공기식 태양광/열 집열기 내 공기 유동 조건과 반원 저항체 형상조건에 따른 열전달 성능 평가

Abstract

Today, our convenient lives are based on the abundant energy produced by various machines and fossil fuels. However, the exhaustion of fossil fuels is just around the corner, and the transition to renewable energy is taking place. Among them, photovoltaic(PV) power generation has improved costs from hundreds to thousands of times since 1970, compared with the underlying energy industry of all other resources. PV power generation emerges as a representative player for new and renewable energy, and its demand also tends to increase. However, in the existing PV modules, natural heat generated during the power generation process causes a rise in module temperature, which also lowers power generation efficiency. Research was conducted on photovoltaic/thermal(PV/T) collectors that use waste heat by using heat generated during power generation as heating and hot water while increasing power generation efficiency. The PV/T collector is divided into an air-type PV/T and a liquid-type PV/T collector depending on the type of heat fluid. Air-type PV/T collectors have a lower heat recovery rate than liquid-type collectors. Therefore, in this study, semicircular turbulence promoters were attached to the back of the PV cell to improve the heat recovery rate. Based on computational fluid dynamics, the heat-transfer performance and pressure drop were evaluated by changing the Reynolds number (Re) and semicircular turbulence promoter shape conditions.
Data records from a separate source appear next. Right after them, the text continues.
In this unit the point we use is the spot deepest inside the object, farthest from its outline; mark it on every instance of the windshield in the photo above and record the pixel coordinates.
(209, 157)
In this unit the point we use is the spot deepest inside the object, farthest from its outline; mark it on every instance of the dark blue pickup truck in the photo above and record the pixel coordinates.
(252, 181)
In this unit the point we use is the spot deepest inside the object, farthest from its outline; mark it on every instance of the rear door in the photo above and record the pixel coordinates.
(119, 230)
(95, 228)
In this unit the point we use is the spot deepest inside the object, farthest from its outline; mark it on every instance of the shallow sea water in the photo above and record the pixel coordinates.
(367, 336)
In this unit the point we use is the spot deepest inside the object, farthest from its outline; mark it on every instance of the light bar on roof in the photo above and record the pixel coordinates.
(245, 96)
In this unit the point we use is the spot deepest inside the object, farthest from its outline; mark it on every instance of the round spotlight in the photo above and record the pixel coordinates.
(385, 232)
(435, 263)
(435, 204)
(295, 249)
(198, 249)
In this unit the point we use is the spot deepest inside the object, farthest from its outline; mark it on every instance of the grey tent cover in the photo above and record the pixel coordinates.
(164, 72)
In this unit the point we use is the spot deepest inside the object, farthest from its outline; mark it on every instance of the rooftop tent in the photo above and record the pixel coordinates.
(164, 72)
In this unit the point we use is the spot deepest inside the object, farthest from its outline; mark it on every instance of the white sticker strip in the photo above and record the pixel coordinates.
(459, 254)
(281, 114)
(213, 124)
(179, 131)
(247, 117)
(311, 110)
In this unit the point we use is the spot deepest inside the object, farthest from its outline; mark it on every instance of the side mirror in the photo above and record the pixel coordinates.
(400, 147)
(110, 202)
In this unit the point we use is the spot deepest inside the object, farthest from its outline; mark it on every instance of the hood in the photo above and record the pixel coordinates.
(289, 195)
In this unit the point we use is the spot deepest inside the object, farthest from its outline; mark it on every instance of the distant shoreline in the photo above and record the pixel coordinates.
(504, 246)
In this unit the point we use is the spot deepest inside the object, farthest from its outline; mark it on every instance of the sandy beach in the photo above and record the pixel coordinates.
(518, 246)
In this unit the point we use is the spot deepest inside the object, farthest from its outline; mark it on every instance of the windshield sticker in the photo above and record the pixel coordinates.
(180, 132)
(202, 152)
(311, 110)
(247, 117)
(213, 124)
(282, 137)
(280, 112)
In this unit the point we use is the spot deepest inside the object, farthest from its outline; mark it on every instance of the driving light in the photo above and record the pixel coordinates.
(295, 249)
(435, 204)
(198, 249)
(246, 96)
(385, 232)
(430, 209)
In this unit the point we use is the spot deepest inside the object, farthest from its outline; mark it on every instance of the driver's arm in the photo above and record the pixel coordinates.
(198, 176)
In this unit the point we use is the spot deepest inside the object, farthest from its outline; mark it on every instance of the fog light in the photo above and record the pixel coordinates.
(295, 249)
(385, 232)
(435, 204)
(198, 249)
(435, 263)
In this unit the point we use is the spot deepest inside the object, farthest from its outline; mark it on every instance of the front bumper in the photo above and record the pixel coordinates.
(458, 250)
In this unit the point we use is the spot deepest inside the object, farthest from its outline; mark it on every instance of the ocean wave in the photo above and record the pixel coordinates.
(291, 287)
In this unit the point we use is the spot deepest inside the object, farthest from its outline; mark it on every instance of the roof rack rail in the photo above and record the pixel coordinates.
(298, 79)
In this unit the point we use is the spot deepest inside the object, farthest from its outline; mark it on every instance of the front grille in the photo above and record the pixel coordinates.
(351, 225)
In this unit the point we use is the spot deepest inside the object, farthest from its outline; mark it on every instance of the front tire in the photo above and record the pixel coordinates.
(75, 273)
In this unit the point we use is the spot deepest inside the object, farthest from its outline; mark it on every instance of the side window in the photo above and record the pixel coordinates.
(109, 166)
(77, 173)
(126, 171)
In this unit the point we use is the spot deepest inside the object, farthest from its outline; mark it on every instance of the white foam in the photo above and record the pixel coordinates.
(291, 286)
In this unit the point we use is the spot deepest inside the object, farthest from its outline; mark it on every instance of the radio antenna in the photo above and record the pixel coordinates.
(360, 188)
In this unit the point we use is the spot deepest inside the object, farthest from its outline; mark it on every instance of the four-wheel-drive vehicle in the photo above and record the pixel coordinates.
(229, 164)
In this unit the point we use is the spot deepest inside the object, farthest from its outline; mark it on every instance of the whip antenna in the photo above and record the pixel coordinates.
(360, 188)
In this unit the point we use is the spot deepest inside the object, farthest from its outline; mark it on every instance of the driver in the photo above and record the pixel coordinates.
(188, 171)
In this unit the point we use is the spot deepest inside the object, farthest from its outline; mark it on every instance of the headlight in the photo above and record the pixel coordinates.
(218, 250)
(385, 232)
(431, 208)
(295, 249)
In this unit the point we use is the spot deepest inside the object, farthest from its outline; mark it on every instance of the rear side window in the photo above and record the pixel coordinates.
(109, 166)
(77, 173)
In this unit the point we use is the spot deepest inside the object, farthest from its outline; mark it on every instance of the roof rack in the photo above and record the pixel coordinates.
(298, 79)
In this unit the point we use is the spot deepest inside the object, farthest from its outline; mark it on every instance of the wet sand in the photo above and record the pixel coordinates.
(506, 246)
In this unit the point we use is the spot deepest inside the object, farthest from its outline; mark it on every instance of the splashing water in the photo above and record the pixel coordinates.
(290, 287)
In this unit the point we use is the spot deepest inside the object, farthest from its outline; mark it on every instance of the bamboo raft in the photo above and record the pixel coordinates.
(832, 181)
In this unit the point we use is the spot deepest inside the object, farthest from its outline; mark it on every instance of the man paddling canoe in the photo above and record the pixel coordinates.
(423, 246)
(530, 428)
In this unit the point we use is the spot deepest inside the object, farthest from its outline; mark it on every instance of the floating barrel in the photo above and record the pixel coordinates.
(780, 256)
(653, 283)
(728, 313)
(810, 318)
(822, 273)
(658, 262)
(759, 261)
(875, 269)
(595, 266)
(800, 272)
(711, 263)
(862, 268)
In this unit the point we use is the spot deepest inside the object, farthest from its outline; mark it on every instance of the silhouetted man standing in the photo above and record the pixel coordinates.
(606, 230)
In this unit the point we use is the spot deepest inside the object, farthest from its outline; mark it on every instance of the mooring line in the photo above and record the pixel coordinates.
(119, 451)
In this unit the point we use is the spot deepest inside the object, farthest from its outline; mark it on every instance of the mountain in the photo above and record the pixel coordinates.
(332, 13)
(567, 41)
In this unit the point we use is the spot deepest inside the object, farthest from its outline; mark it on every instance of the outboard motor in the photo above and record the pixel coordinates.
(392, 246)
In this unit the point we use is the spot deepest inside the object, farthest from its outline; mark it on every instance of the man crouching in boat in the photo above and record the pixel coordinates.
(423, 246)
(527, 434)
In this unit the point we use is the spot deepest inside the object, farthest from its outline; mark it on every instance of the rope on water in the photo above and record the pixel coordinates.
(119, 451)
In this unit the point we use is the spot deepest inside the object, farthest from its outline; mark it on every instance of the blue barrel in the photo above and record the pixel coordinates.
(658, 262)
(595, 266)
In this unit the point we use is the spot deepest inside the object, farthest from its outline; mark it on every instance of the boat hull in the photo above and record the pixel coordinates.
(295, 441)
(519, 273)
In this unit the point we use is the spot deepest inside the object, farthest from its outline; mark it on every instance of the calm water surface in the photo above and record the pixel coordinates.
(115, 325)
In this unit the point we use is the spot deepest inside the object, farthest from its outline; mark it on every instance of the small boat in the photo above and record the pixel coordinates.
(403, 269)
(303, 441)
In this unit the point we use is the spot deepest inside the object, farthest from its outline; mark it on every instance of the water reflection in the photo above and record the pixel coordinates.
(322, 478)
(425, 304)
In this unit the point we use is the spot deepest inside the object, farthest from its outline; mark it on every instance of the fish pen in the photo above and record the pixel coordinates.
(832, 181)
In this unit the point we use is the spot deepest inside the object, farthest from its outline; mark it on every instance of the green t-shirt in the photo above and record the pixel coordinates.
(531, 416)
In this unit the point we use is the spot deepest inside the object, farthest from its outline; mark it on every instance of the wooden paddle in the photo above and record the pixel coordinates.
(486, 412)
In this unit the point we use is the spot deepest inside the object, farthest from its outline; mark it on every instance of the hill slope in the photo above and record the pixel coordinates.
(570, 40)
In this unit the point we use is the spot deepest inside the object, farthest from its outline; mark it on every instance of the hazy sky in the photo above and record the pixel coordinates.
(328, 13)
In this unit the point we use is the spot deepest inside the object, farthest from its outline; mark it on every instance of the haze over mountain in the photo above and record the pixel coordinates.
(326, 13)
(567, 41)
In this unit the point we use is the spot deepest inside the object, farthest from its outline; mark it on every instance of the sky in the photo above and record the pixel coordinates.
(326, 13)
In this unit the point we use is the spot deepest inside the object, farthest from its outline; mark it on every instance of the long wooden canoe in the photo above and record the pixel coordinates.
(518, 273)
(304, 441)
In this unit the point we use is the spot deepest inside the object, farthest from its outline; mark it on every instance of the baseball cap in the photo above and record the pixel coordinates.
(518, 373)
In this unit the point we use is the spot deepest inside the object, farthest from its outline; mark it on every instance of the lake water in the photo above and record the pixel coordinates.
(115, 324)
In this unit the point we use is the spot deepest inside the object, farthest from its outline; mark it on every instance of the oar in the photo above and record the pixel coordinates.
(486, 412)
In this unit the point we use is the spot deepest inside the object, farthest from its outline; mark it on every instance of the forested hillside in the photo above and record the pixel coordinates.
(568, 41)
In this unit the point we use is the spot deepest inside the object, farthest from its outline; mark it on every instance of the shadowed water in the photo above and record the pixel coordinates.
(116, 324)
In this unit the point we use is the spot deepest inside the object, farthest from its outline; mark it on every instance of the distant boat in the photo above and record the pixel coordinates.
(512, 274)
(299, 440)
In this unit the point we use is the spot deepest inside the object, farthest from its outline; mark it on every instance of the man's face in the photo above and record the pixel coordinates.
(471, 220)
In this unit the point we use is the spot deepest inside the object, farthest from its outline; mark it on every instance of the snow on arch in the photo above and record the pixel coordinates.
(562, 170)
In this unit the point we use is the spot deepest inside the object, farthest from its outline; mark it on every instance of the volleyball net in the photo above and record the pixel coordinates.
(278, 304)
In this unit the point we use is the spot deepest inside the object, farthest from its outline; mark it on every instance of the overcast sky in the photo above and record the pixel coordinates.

The turbulence promoter shape conditions include the relative height and relative pitch of the turbulence promoter. In addition, the increasing ratio, which means an increase in height of the turbulence promoter in the direction of flowing air, the length of the turbulence promoter, and the distance between the turbulence promoters were considered as design parameters. Consequently, the heat transfer performance increased with a decrease in relative height of turbulence promoter, while the pressure drop increased with an increase in relative height of turbulence promoter. Also, both the heat transfer performance and pressure drop show better performance as the increasing ratio of turbulence promoter decreased. The thermos-hydraulic performance parameter considering both the heat transfer performance and pressure drop presented the maximum value of 1.92 for the relative height of 0.02, increasing ratio of 1.